T.O. Planning Commission approves hospital expansion
Thousand Oaks Acorn Editor
The end of a six-hour Thousand Oaks Planning Commission hearing on Monday night saw commissioners unite to support expansion of Los Robles Regional Medical Center. The 34-year-old hospital will now add a 202,000 square-foot, 90-bed patient wing with private rooms, bringing the total number of beds to 277. A 520 space parking structure complete with roof-top helipad is also planned.
Commissioner Randy Hoffman made the motion to approve the project. He said the community must have a top-rate healthcare facility. Project opponents have until the end of this month to appeal the decision to the T.O. City Council.
During the evening, a string of residents opposed the proposal. The opponents have homes near the hospital and they protested the size of the addition and the increased traffic that it will generate. However, hospital officials, volunteers and physicians also lined up to testify that the current facility is insufficient to meet the healthcare demands of Conejo Valley/Las Virgenes.
Robert Shaw, hospital president and CEO, said that Los Robles’ parent company, Nashville-based HCA, will spend $120 million on construction. The expansion was desperately needed, Shaw said, because the local population has grown and the hospital hasn’t.
"In 1968, there were 30,000 people living in the Greater Conejo Valley," Shaw said. "Now, there are 155,000 … that’s a 416 percent increase."
In its first year of operation, Los Robles treated 2,340 inpatients, Shaw said. Last year, the hospital housed 13,095 inpatients, a 460 percent increase, and surgeries surged from 1,140 in 1969 to 7,752 in 2001, a 580 percent increase.
Bernie Klein, the facility’s medical director, said that doctors constantly complain—because of lack of beds and other amenities—that the hospital doesn’t meet their needs and is therefore substandard.
Commissioners approved the project’s first phase which will allow the parking structure and a three-story addition to be constructed.
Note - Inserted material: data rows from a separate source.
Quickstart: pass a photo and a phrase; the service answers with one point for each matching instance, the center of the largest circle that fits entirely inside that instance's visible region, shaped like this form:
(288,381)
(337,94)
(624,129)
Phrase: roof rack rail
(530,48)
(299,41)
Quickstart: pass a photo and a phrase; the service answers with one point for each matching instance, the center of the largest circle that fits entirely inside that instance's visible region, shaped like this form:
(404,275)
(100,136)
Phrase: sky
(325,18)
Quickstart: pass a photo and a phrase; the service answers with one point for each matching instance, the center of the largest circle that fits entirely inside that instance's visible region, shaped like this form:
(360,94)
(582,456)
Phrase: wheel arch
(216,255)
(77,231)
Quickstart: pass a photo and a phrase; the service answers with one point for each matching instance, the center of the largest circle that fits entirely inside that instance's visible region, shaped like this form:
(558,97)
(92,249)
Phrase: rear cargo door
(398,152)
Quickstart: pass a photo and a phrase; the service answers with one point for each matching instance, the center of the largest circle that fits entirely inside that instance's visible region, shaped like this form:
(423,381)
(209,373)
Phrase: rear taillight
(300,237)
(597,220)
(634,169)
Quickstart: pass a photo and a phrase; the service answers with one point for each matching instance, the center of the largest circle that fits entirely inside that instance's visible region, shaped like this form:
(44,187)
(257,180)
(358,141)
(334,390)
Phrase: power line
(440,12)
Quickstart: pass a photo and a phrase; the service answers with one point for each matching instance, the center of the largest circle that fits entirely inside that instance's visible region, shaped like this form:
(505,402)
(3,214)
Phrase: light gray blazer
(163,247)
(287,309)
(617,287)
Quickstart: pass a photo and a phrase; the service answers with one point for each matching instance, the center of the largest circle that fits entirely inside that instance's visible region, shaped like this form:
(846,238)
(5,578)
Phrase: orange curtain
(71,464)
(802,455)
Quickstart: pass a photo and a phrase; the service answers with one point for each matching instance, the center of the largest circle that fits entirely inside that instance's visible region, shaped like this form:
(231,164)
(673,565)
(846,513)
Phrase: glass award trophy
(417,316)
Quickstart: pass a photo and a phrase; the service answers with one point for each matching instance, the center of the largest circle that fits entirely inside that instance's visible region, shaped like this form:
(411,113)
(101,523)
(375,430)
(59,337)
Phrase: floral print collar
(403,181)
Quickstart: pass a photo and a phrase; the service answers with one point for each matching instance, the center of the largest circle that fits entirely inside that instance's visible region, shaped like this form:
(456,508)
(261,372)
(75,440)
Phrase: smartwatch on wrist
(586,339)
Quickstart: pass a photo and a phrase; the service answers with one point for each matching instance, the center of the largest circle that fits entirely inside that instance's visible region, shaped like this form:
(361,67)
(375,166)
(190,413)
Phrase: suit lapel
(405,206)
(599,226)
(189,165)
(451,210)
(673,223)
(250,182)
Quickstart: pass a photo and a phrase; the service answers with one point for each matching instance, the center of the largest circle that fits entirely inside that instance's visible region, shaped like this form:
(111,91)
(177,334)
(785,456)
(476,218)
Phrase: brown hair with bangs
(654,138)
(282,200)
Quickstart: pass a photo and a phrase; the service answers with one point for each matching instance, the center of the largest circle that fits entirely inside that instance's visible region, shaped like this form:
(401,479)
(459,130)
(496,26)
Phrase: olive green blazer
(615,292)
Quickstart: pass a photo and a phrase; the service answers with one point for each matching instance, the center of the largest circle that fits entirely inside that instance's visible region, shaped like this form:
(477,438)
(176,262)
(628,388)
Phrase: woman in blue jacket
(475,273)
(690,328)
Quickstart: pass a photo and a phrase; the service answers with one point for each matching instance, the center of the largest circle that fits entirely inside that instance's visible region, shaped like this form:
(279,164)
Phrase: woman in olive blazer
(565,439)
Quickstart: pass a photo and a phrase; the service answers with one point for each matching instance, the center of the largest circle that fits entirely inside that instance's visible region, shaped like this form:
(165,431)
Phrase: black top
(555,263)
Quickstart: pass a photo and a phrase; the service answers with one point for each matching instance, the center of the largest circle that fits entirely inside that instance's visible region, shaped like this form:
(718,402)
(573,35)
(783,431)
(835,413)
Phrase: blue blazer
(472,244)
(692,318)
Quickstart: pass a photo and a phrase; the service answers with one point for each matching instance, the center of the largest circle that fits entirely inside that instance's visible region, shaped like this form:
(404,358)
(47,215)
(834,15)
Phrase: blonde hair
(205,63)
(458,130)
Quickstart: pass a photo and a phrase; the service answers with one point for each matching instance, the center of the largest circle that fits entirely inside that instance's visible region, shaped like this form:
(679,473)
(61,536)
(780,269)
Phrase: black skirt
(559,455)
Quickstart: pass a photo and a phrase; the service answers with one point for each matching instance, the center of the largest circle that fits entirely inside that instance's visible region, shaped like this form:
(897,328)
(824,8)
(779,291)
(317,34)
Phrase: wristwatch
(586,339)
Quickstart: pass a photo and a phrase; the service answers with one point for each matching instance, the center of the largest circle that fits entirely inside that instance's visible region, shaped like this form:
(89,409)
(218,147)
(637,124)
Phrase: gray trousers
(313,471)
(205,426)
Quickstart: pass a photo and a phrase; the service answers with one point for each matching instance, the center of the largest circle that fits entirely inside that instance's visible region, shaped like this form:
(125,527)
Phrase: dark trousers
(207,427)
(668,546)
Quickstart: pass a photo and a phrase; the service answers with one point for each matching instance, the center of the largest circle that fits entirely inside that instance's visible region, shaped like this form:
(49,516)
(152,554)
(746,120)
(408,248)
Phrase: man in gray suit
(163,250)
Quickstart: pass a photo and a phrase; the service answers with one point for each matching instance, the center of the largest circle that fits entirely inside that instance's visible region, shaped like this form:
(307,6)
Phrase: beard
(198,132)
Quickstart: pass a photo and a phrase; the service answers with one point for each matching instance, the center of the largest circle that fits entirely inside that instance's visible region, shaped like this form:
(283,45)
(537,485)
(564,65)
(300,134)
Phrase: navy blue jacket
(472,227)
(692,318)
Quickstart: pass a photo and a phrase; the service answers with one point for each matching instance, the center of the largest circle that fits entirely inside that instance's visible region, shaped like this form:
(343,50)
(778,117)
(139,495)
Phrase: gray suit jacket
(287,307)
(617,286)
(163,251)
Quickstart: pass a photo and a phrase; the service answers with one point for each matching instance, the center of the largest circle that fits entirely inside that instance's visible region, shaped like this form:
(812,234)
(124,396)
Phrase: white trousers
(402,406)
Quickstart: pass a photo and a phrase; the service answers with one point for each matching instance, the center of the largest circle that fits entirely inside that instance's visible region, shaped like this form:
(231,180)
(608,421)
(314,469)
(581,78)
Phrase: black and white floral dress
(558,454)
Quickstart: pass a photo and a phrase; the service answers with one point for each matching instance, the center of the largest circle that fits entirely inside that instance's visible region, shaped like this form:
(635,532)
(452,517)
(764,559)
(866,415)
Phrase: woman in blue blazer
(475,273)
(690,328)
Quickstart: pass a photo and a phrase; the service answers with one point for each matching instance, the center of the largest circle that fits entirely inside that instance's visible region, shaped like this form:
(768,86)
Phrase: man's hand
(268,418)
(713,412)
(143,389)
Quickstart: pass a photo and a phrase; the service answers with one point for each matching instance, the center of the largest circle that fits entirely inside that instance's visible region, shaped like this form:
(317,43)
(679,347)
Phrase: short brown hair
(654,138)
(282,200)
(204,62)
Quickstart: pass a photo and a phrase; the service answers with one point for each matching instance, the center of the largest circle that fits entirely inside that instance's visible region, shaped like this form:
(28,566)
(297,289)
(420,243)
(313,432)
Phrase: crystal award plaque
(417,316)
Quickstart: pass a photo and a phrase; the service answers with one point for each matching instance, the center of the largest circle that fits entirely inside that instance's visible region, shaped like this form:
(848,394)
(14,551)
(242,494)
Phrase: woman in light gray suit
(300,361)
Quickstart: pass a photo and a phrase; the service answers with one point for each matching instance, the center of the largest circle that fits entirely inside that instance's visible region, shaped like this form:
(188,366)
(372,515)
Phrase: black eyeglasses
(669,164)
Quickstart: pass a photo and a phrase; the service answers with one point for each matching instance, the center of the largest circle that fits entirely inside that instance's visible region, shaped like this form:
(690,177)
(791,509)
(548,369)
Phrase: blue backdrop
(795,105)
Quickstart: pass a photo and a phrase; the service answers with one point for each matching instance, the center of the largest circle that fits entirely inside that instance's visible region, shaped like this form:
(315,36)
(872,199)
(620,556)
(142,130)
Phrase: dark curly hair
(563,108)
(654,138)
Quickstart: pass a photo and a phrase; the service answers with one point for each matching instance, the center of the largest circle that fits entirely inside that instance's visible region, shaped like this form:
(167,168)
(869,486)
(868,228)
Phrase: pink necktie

Because of residents’ concern for privacy and protection of their view shed, the commission specified that the planned fourth floor must return for planning commission review and approvals.
Some speakers asked that instead of enlarging the current hospital that a separate facility be constructed somewhere else.
Shaw answered that physicians should be close to hospitals. Keeping resources centrally located also reduces overall costs, he said. The "extraordinary price of commercial land and the lack of suitably-sized parcels in the Conejo Valley," Shaw said, makes a separate facility impossible.
There is, however, currently a push to bring a second hospital to the Westlake Village/Agoura Hills end of the Conejo/Las Virgenes area.
Additionally, the commission conditioned that the hospital must hire an outside expert to monitor dust and pollution at the site. Also commissioners said that, whenever possible, the contractors should use alternative fuel machinery to mitigate for air pollution.